Le côté obscur de la congruence
Nous avions déjà abordé le sujet de la congruence dans un précédent billet. Pour rappel, il y a congruence quand il y a une cohérence, une harmonie entre ce que nous pensons et ce que nous faisons. L’autre terme pour désigner la congruence est la cohérence cognitive.
La plupart des gens ont une vision plutôt favorable d’eux-mêmes. Ils se considèrent comme assez compétents, agissant selon une certaine morale, et plutôt raisonnables. Tous ces éléments constituent un ensemble de croyances sur soi-même plutôt positif. Pourtant, il arrive que ces mêmes personnes adoptent des comportements qui leur laissent le sentiment amer d’être stupides, immoraux, et déraisonnables.

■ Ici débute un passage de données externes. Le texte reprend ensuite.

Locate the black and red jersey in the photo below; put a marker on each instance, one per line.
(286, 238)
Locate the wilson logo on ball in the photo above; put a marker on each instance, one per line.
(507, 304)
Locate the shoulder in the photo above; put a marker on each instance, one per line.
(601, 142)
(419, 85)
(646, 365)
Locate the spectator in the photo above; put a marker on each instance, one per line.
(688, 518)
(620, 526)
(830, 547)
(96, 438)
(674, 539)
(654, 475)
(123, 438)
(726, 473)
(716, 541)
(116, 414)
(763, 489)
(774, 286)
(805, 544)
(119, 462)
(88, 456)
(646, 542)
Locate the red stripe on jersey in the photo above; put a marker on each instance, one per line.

Par exemple, ils fument, font l’impasse sur le tri sélectif, racontent des “petits” mensonges, persistent dans une relation toxique, s’accrochent à un travail pénible, négligent certains de leurs besoins fondamentaux, ou s’engagent dans des conduites hypocrites.
Bref, en matière de cohérence cognitive, il y a quelques grumeaux dans la pâte.
Le moment où la dissonance cognitive devient psychologiquement inconfortable dépend de son ampleur. Lorsqu’elle devient intense et inconfortable, elle génère une sorte de motivation chez la personne qui se mettra alors à chercher des moyens pour éliminer ou, à minima, réduire cet état de dissonance. Nous rejoignons là l’une des caractéristiques issues de la théorie des systèmes, à savoir l’homéostasie ou, autrement dit, revenir à un état d’équilibre antérieur à ce qui a conduit au déséquilibre. En l’occurrence, il s’agira ici pour la personne de rétablir un équilibre psychologique dans lequel elle se sent bien.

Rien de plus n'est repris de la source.